We’re used to seeing bizarre patterns of thinking on the Wall Street Journal’s editorial pages, but an op-ed in Friday’s Journal took it to a new level: “How Traffic Jams Help the Environment.”
Still more bizarrely, the author was New Yorker writer David Owen, promoter of the commonsensical idea that urban density is energy-efficient, hence big cities are green.
For some reason Owen has taken a dislike to congestion pricing, and it has led him to construct an elaborate Rube Goldberg argument to prove that congestion pricing leads to more driving:
If reducing [congestion] merely makes life easier for those who drive, then the improved traffic flow can actually increase the environmental damage done by cars, by raising overall traffic volume, encouraging sprawl and long car commutes.
What a lovely paradox … and how ridiculous, as Owen could have discovered by giving London’s congestion pricing experience (or Stockholm’s or Singapore’s) more than a cursory glance.
As any student of urban traffic now knows, London’s cordon pricing scheme cut traffic within the charging zone an average of 15 percent, raised travel speeds 30 percent, and greatly expanded bus ridership and cycle commuting — with little increase in traffic outside the zone or other negative effects. Nearly seven years on, the reasons are fairly obvious:
- Raising the price to drive into the center of London made car commuting less attractive.
- The gain in driving speeds attracted some new trips but not so many as to cancel the lost ones.
- Bus transit benefited from a virtuous cycle in which improved speeds attracted riders, further reducing traffic and also financing service improvements which attracted still more riders, further reducing traffic, etc.
- Ditto for cycling, though here the synergy was via safety in numbers.
All this was intuited back in the day by Transport for London staff, including Jay Walder, who has subsequently become the new MTA chief. The only uncertainty was the extent to which new car trips attracted by the time savings would undercut the reduction in trips from the congestion charge.

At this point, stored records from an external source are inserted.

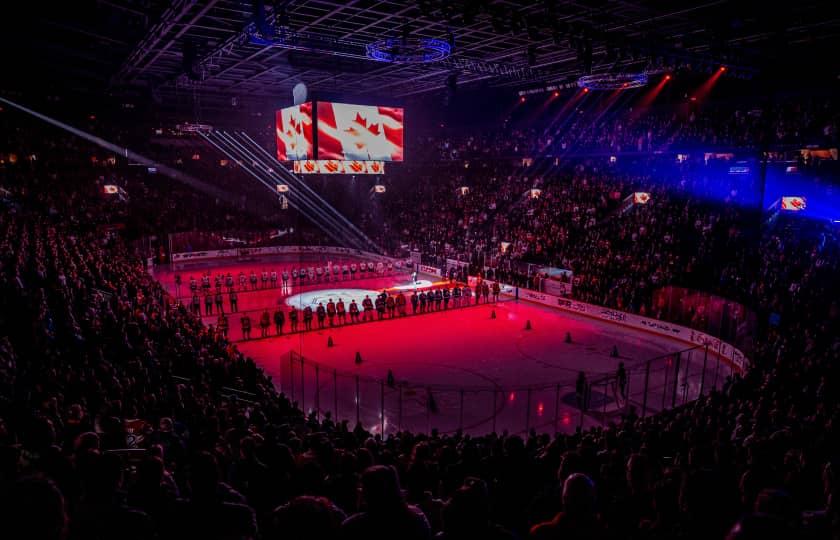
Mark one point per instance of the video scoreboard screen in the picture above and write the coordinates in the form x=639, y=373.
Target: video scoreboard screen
x=294, y=133
x=340, y=132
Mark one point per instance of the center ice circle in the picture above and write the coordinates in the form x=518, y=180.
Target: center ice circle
x=313, y=298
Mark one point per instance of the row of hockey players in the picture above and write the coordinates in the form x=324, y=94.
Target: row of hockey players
x=385, y=306
x=296, y=276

As it happened, some “induced traffic,” as Owen might have termed it, did materialize, but at far less than the one-for-one rate he assumed in his article. Without it, the drop in traffic might have been 20 percent or more. But the actual equilibrium, a settled 15 percent reduction in cordon traffic, was robust enough to achieve the desired results: faster travel by every mode, greater use of transit, and less VMT (vehicle miles traveled). Congestion pricing is indeed green.
To trace Owen’s error, look no further than his hypothesis: “If reducing [congestion] merely makes life easier for those who drive …”
Emphasis added; the “merely” is quite important. When the reduction in traffic is caused by a congestion charge, life is not just easier for those who continue driving but more costly as well. Yes, there’s a seesaw between price effects and time effects, but setting the congestion price at the right point will rebalance the system toward less driving, without harming the city’s economy.
What’s that right price point, then? It’s not quite rocket science to figure it out, though it does take some thinking (not to mention continual tinkering if exogenous reductions in road capacity erode the original congestion benefits, as TfL reported recently). It’s a subject Ted Kheel and I have in fact been thinking about for quite a while now, and if you would like to do some thinking about it too, start with our Balanced Transportation Analyzer and contact us with questions or criticisms (email: kea AT igc.org).
In his piece, Owen linked former Londoner and current MTA honcho Walder with the idea of congestion pricing. One can’t help wondering whether he or the Journal intended it as a pre-emptive strike against a possible renewed push for congestion pricing in New York City.
Whatever the motivation, it’s disappointing to see a writer who has rightly urged Americans to “live closer” peddling the defeatist — and false — notion that the price of urban virtue is eternal gridlock.